Delta Air Lines, one of Atlanta’s largest employers, trimmed staffing levels nearly 5 percent last year after offering early retirement packages to reduce its workforce.

The decline in full-time employee counts at Delta was deeper than for the industry as a whole, which had 2.6 percent fewer workers in December 2012 compared with a year earlier.

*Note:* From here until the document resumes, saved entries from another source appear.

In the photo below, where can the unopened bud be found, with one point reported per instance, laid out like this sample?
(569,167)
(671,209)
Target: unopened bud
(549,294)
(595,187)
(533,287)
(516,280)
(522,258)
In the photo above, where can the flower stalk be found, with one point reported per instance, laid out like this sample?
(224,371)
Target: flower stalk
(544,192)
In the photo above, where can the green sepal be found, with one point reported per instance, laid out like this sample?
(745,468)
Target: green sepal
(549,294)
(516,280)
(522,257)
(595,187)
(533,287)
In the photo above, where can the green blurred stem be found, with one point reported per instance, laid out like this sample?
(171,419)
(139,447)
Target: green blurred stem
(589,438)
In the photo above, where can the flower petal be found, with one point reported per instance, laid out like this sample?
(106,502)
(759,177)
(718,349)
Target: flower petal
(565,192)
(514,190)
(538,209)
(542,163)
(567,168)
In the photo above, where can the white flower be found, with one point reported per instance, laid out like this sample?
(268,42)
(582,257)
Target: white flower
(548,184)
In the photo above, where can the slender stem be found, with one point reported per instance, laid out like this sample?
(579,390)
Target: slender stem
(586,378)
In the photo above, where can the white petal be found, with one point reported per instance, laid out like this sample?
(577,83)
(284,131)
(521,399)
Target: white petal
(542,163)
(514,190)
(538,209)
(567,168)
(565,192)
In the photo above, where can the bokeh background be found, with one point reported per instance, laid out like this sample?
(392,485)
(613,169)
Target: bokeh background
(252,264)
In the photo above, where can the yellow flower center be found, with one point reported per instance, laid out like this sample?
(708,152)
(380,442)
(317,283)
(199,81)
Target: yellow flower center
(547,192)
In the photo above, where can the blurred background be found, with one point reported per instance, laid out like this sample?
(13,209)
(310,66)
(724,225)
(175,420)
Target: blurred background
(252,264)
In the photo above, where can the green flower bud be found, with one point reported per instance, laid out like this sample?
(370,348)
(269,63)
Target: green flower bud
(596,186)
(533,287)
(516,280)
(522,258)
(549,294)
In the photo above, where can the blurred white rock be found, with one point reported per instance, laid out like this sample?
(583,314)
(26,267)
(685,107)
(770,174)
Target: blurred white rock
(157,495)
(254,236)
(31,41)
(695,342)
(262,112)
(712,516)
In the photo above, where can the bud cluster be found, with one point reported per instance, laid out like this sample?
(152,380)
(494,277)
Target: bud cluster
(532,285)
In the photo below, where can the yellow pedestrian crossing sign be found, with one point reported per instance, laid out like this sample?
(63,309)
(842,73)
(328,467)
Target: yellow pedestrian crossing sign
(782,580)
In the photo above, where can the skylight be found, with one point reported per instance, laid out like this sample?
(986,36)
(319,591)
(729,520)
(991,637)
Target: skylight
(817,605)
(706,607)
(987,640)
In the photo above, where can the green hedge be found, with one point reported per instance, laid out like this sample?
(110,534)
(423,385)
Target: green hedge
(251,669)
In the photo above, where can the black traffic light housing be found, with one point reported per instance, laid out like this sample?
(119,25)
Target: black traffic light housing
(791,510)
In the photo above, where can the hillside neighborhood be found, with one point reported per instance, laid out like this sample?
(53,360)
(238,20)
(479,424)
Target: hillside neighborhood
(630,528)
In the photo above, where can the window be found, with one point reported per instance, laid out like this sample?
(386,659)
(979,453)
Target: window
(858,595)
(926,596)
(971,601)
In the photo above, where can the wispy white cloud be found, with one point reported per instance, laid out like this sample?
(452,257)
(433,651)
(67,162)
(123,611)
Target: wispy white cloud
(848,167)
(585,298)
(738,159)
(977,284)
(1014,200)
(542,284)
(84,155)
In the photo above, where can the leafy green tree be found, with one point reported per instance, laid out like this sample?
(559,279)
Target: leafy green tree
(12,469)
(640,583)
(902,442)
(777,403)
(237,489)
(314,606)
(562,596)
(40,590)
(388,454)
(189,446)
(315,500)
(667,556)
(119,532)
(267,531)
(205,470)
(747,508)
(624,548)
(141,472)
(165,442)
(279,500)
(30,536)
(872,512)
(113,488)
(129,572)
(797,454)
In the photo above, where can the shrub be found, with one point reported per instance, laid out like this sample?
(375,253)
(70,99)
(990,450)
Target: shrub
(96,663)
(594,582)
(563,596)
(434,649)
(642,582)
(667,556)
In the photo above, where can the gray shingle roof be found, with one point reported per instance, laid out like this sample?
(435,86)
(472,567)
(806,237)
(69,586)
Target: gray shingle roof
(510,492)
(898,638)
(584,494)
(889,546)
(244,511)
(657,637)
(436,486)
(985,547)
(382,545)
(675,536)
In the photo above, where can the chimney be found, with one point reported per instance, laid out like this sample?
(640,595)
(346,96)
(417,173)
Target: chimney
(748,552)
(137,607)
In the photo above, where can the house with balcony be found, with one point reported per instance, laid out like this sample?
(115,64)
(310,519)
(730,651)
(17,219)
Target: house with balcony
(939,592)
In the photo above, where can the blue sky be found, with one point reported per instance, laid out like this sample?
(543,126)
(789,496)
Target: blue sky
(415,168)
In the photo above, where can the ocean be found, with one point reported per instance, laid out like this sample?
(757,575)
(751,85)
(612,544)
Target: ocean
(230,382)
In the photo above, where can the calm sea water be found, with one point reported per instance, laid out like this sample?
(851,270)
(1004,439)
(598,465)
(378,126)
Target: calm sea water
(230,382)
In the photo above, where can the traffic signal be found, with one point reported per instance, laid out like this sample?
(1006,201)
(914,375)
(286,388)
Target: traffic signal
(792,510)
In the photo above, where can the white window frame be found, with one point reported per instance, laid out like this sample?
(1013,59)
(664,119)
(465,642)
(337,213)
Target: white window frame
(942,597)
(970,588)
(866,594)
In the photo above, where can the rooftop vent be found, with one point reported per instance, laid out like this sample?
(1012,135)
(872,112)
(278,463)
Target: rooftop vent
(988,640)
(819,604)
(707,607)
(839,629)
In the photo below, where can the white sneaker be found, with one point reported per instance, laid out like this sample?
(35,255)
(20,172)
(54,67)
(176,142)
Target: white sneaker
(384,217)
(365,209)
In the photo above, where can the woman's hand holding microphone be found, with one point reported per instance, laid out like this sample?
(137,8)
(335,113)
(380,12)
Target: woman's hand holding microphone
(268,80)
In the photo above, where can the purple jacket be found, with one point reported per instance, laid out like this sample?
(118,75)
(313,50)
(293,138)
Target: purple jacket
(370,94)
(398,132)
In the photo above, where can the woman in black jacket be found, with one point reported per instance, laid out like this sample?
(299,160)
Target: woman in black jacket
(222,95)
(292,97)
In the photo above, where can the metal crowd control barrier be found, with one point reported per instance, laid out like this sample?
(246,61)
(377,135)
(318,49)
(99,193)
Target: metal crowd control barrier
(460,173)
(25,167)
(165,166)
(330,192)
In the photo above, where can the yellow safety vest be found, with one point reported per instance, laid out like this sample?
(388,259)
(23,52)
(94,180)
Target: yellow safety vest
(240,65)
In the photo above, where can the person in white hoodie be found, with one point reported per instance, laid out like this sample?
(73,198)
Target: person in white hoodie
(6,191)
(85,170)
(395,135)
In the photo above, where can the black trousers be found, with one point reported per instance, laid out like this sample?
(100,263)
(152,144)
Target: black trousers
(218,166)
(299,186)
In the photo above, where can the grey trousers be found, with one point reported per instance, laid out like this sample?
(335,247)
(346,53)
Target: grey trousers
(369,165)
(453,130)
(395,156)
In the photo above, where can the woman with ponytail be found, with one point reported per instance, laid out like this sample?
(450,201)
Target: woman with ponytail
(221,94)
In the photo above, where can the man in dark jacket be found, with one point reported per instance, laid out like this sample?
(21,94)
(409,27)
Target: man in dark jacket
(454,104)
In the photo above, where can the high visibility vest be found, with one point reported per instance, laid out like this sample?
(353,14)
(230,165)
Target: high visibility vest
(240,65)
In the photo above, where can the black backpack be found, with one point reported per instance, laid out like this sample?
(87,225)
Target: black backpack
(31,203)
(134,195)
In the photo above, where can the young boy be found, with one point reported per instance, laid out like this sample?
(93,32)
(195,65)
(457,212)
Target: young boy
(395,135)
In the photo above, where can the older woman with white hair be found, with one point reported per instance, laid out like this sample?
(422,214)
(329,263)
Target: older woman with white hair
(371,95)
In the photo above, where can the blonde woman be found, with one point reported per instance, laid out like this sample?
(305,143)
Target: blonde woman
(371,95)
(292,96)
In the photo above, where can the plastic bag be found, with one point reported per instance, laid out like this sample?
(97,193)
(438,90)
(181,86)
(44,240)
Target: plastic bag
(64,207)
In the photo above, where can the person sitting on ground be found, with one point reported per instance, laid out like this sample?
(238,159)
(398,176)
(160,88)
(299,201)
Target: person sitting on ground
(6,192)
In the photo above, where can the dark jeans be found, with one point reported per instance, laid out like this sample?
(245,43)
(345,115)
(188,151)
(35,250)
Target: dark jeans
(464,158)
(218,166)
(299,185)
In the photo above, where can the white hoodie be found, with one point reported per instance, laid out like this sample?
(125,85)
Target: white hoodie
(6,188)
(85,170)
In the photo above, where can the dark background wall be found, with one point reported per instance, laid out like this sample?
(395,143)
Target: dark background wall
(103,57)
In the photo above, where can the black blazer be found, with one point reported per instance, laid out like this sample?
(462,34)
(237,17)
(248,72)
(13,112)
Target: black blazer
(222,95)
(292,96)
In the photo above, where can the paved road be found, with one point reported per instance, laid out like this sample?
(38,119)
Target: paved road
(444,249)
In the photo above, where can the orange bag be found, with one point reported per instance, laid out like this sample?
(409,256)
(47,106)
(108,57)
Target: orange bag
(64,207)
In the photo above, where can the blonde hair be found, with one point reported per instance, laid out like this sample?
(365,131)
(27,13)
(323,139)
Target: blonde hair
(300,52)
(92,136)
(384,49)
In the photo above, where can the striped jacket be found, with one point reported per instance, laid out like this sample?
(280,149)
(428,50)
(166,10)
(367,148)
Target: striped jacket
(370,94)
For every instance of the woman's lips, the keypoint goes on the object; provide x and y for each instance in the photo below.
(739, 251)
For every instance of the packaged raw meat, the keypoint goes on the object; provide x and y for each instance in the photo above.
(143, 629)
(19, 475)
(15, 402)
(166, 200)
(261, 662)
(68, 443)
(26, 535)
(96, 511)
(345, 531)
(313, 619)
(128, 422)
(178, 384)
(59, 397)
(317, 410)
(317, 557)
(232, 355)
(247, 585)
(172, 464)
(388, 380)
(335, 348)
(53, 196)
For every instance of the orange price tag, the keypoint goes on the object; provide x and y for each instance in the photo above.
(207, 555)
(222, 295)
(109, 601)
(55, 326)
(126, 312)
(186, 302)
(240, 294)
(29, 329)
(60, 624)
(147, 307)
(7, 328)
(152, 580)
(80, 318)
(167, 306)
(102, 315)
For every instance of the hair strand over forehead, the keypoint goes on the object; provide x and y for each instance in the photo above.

Delta’s count of full-time equivalent employees fell by 4.5 percent, to about 72,500 in December 2012 from 76,000 in December 2011. Last spring, about 2,000 workers at the company took early retirement offers as the airline cut flights. The early retirement offers included a one-time medical account offer to cover health care in retirement.

Other reductions came through attrition, according to Delta, which has nearly 30,000 employees in Georgia.

After the early retirement offers, Delta president Ed Bastian said the headcount reduction would save company’s goal was to reduce headcount, saving the company more than $60,000 per person.

Delta posted a $1 billion profit last year. Delta cut flying by about 1.8 percent in 2012 and planned to cut flying by 2 to 4 percent this quarter.

In Atlanta, flight cuts by Southwest Airlines and its subsidiary AirTran Airways present opportunity for Delta. Delta is “investing in Atlanta” and increasing its flying by 4.4 percent here in response to Southwest downsizing in the third quarter of this year, Buckingham Research Group airline analyst Daniel McKenzie said in a report Wednesday. Delta is also taking delivery of larger aircraft later this year.